Vous êtes passé à 25 secondes des minima pour les jeux de Paris 2024. Comment l’avez-vous vécu sur le coup ?
« C’est un peu frustrant, c’est sûr mais je ne suis pas du tout déçu de ma course car je n’avais aucune indication du temps que je pouvais réaliser à partir de 34e km, où le lièvre nous a lâché. Sur la fin, j’avais les jambes. Trois semaines après mon échec à Berlin, où j’étais parti trop confiant sur les bases de 2h06’, j’étais cette fois sur une allure que je me savais capable de tenir. J’avais écrit un chrono sur ma main juste en dessous des 2h09’. Je ne m’étais pas rendu compte que j’allais plus vite. Maintenant, je sais que je peux faire mieux. Les 25 secondes qui m’ont manquées, cela représente 130 mètres, c’est-à-dire presque rien. Il y avait de la pluie et du vent, le parcours n’était pas forcément le plus roulant à Amsterdam. Tous un tas de détails font que je n’ai pas pu m’exprimer à 100% pour l’instant sur marathon. »
La prochaine étape c’est donc ces minima sur le Marathon de Séville (18 février) en visant plus haut que le chrono de Félix Bour (2h06’46 ») actuellement troisième sur la liste…
« Oui. J’ai un coup à jouer mais il va falloir sortir un très gros chrono pour décrocher cette troisième place sachant que Morhad Amdouni, qui a un potentiel en 2h04-2h05, a l’air d’être en très grande forme. En tout cas, je pense qu’il y a vraiment moyen d’aller chercher mon record personnel à Séville. Si je termine entre 2h07’45’’ et 2h07’’, il n’y aura vraiment pas de quoi être déçu et je ne pourrais qu’être fier de moi. Après, si je fais un chrono sous les 2h07’, alors là, ce serait « waouh ». Mais je reste lucide, 2h06’, c’est une autre dimension. En tout cas, je ne me mets aucune pression, surtout que j’ai fait une préparation courte, sans cycle bien construit, sans stage en altitude. Mais j’ai confiance en mon travail. Je suis plutôt bien, après que vont donner mes jambes le jour J, je n’en ai aucune idée…
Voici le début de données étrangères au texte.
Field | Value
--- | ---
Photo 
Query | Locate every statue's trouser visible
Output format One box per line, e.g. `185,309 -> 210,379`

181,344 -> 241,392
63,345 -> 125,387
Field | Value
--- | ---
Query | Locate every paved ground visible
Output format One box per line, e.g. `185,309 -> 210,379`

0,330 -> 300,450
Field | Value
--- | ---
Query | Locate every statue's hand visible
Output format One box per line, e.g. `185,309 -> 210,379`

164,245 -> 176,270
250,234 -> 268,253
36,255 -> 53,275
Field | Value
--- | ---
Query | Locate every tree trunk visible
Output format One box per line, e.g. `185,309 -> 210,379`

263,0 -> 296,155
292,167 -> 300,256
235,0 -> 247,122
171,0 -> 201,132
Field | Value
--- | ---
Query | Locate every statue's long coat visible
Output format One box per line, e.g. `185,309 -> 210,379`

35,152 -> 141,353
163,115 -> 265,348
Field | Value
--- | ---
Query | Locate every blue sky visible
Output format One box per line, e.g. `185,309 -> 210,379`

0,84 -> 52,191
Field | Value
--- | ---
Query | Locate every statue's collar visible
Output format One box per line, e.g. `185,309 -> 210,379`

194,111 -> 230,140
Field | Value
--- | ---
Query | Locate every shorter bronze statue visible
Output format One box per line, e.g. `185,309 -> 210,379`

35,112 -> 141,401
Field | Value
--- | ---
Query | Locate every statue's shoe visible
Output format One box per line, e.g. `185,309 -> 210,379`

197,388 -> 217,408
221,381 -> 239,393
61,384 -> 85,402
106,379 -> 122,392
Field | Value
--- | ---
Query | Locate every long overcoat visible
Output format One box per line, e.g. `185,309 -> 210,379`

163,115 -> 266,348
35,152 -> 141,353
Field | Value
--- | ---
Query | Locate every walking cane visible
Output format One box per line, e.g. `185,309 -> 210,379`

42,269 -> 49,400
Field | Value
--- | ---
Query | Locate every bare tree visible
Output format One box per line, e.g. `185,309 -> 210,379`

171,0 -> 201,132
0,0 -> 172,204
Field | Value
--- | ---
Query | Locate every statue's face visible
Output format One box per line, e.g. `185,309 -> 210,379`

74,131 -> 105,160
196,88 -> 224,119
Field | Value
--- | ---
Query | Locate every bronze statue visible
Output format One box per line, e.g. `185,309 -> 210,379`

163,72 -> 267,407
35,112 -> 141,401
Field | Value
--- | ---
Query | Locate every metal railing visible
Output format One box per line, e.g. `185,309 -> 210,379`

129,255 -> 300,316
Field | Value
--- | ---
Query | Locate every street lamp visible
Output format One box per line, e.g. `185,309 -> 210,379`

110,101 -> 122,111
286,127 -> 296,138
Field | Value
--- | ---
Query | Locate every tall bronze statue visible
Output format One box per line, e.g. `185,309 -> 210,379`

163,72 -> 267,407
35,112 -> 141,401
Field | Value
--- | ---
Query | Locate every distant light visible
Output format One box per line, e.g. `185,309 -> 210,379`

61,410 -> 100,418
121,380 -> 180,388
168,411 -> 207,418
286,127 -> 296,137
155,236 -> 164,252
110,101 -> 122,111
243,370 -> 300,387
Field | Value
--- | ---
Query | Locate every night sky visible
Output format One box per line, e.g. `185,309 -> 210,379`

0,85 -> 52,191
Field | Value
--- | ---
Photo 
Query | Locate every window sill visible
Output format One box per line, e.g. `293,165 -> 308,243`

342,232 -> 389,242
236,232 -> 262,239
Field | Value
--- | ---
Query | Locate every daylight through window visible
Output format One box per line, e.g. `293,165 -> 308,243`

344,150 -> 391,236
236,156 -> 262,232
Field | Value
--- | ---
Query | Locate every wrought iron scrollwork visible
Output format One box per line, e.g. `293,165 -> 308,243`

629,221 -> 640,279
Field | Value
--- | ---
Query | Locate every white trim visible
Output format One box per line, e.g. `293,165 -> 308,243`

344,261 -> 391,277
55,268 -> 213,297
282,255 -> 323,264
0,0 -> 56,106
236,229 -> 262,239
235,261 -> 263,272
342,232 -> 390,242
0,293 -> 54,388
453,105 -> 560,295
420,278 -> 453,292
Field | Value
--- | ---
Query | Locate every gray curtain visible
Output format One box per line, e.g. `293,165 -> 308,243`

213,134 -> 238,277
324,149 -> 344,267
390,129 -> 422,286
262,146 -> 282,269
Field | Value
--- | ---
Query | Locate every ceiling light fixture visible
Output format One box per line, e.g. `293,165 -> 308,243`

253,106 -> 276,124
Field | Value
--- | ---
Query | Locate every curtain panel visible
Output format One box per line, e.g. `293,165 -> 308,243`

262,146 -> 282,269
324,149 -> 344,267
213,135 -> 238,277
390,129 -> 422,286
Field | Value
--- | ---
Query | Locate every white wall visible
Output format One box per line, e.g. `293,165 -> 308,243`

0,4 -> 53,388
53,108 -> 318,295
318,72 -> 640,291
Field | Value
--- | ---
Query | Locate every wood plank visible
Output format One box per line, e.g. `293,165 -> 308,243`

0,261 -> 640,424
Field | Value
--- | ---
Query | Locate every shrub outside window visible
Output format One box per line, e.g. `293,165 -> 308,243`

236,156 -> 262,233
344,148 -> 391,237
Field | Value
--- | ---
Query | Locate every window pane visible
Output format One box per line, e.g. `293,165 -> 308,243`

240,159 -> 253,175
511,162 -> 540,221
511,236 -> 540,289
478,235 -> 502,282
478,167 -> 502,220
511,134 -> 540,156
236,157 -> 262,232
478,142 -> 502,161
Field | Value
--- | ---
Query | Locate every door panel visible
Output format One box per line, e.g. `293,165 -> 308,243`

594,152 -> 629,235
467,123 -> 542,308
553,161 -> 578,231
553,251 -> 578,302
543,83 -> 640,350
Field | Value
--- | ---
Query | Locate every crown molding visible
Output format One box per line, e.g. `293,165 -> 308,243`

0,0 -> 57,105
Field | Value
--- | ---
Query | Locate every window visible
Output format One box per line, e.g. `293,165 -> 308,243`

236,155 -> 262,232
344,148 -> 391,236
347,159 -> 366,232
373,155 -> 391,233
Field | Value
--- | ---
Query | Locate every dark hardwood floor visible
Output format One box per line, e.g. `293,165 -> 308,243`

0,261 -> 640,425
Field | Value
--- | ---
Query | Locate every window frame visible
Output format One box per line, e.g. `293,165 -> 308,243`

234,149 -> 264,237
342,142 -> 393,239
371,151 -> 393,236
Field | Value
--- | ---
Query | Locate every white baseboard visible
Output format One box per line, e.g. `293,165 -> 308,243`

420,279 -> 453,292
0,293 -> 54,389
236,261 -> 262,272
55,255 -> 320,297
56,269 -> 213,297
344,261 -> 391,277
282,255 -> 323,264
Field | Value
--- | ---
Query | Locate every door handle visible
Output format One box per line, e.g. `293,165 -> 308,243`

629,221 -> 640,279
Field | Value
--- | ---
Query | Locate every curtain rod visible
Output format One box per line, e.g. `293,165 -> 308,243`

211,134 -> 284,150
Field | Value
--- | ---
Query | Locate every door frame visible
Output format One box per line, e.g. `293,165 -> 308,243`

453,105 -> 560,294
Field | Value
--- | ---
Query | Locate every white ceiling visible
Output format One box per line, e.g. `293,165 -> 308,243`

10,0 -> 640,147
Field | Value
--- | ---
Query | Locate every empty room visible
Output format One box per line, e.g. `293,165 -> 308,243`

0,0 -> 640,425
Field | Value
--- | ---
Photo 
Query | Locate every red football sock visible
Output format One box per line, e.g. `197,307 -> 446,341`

La préparation s’est bien passée ?
« En fait, j’ai fait une prépa en dernière minute. J’ai commencé mi-décembre pour courir mi-février, cela fait 8 semaines, c’est court. Au fil des semaines, je sentais que j’étais plutôt pas mal, que soit sur les sorties longues et les gros blocs le week-end, tout passait tranquillement. Du coup, j’ai décidé de m’inscrire en dernière minute sur le semi de Séville qui m’a bien rassuré sachant que je n’étais pas au top du top au niveau de la forme. »
Justement Abderrazak Charik, sur le semi de Séville, le 27 janvier, vous avez battu votre record de plus d’une minute en 1h01’43 ». C’est de bon augure en vue du marathon de Séville ce dimanche…
« Oui, ce chrono en 1h01′, c’était un peu la surprise. Quelques jours avant, je m’étais arrêté car j’avais une gêne au niveau du mollet donc j’avais une petite séance de rappel de vitesse le mercredi, et tout s’est bien passé. Cela me met bien en confiance pour le marathon de dimanche. Je partirais dans le groupe des 1h03’30 » au semi, en espérant courir à ce rythme jusqu’au 30ekm. J’ai déjà couru ce marathon l’an dernier (2h10’33 »), je viens de courir le semi de Séville, j’ai l’impression que c’est une ville qui me réussit bien.
Courir le marathon olympique à Paris le 10 août 2024 ce serait pour vous…
« Un rêve ! Les J.O, c’est le graal de tout athlète. Honnêtement, je n’y pensais pas lorsque j’ai commencé le marathon en 2021, mais c’est désormais mon objectif numéro 1 et ce serait une belle réussite pour moi. J’aimerai pouvoir me dire dans quelques années, tu peux être fier de toi, toi qui es parti de rien du tout. J’ai grandi en Algérie, je suis arrivé en France à 8 ans, j’ai dû m’adapter. Tout le chemin que j’ai fait, je l’ai construit tout seul. Ces Jeux à Paris, c’est aussi symbolique. Courir dans le pays qui m’a accueilli et le représenter serait une sorte de monnaie d’échange.»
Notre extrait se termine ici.